1.9 KiB
Contributing to zizmor
Thank you for your interest in contributing to zizmor!
The information below will help you set up a local development environment, as well as with performing common development tasks.
This is intended to be a "high-level" guide; for concrete development goals (such as modifying an audit or contributing a new audit), please see our development docs.
Requirements
zizmor's only development requirement the Rust compiler.
You can install Rust by following the steps on Rust's official website.
Development steps
To get started, you'll need to clone the repository and perform a debug build:
git clone https://github.com/woodruffw/zizmor
cd zizmor
cargo build
Once cargo build completes, you should have a functional development
build of zizmor!
# cargo run -- --help also works
./target/debug/zizmor --help
Linting
zizmor is linted with cargo clippy and auto-formatted with cargo fmt.
Our CI enforces both, but you should also run them locally to minimize
unnecessary review cycles:
cargo fmt
cargo clippy --fix
Testing
zizmor uses cargo test:
cargo test
Development practices
Here are some guidelines to follow if you're working on zizmor:
- Document internal APIs.
zizmordoesn't have a public Rust API (yet), but the internal APIs should be documented as if they might become public one day.
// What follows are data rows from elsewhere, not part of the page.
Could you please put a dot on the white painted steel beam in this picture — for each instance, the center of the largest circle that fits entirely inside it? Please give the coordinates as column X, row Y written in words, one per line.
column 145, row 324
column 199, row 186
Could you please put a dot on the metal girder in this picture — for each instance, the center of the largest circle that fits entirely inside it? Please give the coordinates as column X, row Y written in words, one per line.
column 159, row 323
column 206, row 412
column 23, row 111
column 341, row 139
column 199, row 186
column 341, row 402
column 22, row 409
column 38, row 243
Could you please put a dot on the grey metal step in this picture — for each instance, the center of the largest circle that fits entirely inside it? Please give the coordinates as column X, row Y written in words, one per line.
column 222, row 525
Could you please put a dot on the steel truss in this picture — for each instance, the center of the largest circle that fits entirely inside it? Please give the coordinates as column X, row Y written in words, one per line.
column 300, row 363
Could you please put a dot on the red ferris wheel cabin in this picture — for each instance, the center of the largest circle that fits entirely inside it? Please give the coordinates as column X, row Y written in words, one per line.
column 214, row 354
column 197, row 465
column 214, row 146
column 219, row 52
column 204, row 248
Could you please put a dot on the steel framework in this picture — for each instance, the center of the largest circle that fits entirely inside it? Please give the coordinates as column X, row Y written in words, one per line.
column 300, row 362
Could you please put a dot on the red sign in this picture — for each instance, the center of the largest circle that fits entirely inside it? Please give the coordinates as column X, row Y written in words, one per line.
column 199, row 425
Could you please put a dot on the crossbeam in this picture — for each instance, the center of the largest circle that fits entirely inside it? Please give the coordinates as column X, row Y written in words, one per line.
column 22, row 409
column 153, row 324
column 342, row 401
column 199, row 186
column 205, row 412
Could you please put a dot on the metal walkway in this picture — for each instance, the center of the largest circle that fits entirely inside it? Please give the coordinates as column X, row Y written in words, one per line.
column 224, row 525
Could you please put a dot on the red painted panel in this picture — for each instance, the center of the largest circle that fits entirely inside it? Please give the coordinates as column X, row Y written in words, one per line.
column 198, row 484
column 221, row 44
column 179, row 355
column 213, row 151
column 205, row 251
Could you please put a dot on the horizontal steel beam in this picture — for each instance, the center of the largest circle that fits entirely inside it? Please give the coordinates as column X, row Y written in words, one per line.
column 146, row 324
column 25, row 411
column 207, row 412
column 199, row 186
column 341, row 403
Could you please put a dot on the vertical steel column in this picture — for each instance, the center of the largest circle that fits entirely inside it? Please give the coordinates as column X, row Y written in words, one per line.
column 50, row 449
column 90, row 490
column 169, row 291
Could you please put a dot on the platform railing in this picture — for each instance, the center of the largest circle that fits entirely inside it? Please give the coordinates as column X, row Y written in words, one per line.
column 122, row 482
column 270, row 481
Plus, well-documented internals make life easier for new contributors. - Write unit tests. It's easy for small changes in
zizmor's internals to percolate into large bugs (e.g. incorrect location information); help us catch these bugs earlier by testing your changes at the smallest unit of behavior. - Test on real inputs. If you're contributing to or adding a new audit, make sure your analysis is reliable and accurate on non-sample inputs.